The celebrations start right in the entrance hall at Race Retro, powered by Motor Sport, as visitors will be welcomed to Warwickshire’s Stoneleigh Park by a 1948 Connaught, the car that started the manufacturer on the road that would bring them a Grand Prix win some 70 years ago.
Held from Friday 23 to Sunday 25 February, the Connaught made its debut at Poole Speed Trials, built for Kenneth McAlpine, and then went to Prescott in 1949, winning the up to 3litre Sports Car Class.
It was raced extensively by McApline from 1949-1951, winning at Ibsley, Blandford Camp, Boreham and Goodwood amongst other places. The car also went to Chimay and came fourth in the first heat of the 1950 Grand Prix des Frontiers.
Based on a shortened Lea Francis frame and using a highly modified version of the Lea Francis 1800 cc engine, these L2 Connaught were good for 100mph + and gave up to 115 brake horse power.

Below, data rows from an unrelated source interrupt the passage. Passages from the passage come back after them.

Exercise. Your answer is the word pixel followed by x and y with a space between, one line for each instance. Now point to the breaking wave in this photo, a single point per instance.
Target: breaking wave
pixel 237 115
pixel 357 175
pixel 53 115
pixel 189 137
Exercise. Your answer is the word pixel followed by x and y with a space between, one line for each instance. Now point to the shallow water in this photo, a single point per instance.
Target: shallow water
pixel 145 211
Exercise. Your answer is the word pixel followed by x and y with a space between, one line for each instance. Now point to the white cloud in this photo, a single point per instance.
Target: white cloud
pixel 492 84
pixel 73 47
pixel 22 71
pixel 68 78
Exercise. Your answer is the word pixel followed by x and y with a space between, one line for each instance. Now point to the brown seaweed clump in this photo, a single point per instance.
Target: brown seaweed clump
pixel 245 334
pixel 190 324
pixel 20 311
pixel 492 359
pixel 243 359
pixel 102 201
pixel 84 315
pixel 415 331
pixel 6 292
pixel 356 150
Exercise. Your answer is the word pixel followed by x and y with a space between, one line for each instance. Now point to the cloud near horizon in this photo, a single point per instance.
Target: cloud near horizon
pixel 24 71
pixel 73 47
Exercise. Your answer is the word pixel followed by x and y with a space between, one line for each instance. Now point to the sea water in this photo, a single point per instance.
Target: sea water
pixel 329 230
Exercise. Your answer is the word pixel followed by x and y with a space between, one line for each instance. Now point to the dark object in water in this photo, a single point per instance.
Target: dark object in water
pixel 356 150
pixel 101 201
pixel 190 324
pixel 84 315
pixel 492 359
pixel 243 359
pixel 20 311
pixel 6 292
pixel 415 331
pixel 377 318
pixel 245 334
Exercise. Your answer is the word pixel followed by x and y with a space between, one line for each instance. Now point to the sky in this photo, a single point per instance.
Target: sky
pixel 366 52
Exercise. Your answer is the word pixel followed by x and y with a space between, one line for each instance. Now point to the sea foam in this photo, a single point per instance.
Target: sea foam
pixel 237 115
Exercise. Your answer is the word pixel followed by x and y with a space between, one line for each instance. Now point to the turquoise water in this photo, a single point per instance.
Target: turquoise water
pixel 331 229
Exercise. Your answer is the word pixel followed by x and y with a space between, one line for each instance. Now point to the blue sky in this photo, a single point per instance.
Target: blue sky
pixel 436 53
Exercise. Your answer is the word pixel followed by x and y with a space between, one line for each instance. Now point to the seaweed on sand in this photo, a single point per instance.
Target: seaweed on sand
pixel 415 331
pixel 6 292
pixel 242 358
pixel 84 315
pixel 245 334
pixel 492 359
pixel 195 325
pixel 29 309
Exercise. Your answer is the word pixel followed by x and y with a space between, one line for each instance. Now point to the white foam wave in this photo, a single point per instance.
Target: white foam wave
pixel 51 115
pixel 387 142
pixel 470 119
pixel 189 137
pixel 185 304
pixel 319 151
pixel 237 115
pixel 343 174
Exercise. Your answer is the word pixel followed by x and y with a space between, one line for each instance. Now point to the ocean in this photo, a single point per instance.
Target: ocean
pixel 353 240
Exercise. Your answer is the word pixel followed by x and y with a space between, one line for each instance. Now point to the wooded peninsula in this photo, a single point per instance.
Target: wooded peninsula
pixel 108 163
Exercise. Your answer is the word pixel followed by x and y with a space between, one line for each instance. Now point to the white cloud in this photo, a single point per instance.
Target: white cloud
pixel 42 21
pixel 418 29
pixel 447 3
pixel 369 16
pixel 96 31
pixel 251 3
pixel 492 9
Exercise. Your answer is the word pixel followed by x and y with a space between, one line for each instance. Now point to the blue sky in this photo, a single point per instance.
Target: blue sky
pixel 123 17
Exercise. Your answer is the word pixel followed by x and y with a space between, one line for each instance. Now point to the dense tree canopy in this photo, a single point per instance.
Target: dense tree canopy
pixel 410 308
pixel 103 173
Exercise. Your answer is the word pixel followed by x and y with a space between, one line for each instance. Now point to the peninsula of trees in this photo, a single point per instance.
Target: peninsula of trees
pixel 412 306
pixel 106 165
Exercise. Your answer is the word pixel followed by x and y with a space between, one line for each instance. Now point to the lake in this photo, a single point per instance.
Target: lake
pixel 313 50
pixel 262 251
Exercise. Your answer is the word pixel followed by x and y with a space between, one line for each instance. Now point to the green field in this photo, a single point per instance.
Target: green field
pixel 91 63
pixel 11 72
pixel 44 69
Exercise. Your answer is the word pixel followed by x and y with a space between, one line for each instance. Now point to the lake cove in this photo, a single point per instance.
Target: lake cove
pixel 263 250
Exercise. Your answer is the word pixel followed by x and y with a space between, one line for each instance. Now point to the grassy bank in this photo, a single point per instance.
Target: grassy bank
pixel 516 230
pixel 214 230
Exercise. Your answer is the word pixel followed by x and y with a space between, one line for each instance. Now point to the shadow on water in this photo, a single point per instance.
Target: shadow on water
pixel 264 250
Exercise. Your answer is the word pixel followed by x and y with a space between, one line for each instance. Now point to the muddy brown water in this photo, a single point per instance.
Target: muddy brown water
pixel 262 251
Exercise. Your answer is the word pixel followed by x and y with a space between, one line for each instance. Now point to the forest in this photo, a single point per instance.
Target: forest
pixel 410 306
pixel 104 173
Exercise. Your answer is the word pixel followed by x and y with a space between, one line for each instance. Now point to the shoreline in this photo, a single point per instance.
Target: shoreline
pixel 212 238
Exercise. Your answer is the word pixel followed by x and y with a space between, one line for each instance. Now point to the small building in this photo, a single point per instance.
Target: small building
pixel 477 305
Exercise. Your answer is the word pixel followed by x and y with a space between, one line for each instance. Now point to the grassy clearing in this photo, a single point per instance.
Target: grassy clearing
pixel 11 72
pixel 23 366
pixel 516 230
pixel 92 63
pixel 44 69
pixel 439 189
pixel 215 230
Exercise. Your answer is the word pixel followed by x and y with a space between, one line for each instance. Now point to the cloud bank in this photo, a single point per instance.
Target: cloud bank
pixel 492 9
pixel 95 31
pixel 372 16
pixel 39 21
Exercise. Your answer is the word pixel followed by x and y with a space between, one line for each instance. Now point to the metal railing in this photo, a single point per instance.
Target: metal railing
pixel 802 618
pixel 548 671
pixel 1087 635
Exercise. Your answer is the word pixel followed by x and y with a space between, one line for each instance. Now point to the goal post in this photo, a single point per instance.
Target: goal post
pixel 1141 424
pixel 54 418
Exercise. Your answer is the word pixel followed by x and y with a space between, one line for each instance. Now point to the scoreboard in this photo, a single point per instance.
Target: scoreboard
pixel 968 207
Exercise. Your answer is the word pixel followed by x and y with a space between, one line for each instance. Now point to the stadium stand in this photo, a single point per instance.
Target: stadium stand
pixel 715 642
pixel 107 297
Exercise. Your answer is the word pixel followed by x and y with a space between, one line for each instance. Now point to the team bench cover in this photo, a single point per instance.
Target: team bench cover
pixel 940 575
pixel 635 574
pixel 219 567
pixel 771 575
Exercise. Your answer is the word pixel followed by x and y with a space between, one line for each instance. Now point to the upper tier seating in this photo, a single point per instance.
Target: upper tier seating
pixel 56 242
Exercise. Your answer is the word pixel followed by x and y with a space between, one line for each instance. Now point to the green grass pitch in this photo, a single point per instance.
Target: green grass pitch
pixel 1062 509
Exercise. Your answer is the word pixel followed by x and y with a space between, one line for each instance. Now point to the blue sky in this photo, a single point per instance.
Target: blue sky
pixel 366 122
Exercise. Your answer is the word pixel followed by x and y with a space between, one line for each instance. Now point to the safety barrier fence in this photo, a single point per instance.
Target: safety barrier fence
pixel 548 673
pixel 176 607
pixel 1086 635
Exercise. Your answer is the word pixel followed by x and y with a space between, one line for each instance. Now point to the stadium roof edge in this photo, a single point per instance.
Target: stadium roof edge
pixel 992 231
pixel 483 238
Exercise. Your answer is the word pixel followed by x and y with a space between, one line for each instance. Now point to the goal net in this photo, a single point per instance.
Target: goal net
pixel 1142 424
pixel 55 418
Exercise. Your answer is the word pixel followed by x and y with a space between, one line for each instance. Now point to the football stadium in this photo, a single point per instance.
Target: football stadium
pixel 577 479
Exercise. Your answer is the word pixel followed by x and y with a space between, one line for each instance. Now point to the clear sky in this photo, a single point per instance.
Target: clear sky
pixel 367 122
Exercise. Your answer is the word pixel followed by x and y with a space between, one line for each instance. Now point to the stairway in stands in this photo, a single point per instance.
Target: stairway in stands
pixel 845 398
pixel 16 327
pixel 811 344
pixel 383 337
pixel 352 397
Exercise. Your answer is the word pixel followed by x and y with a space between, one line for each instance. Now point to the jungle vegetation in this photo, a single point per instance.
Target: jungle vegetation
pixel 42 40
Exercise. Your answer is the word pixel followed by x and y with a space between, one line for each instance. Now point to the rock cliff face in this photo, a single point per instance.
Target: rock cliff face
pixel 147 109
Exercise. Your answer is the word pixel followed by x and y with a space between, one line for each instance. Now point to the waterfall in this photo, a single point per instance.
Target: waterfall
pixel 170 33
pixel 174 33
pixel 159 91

Noted in period for superb handling, this car is noted as ‘The Car to Beat’ in Charles Mortimer's book Racing a Sports Car from the era and has been campaigned throughout its history, apart from a 15-year spell in an Australian Motoring Museum.
Connaught cars participated in 18 Grands Prix, entering a total of 52 races with its A, B, and C Type Formula 2 and Formula 1 Grand Prix Cars. Only achieving one podium, the team scored 17 championship points. The name Connaught was taken from a pun on Continental Autos, the garage in Send, Surrey, which specialised in sales and repair of European sports cars such as Bugatti, and where the cars were built.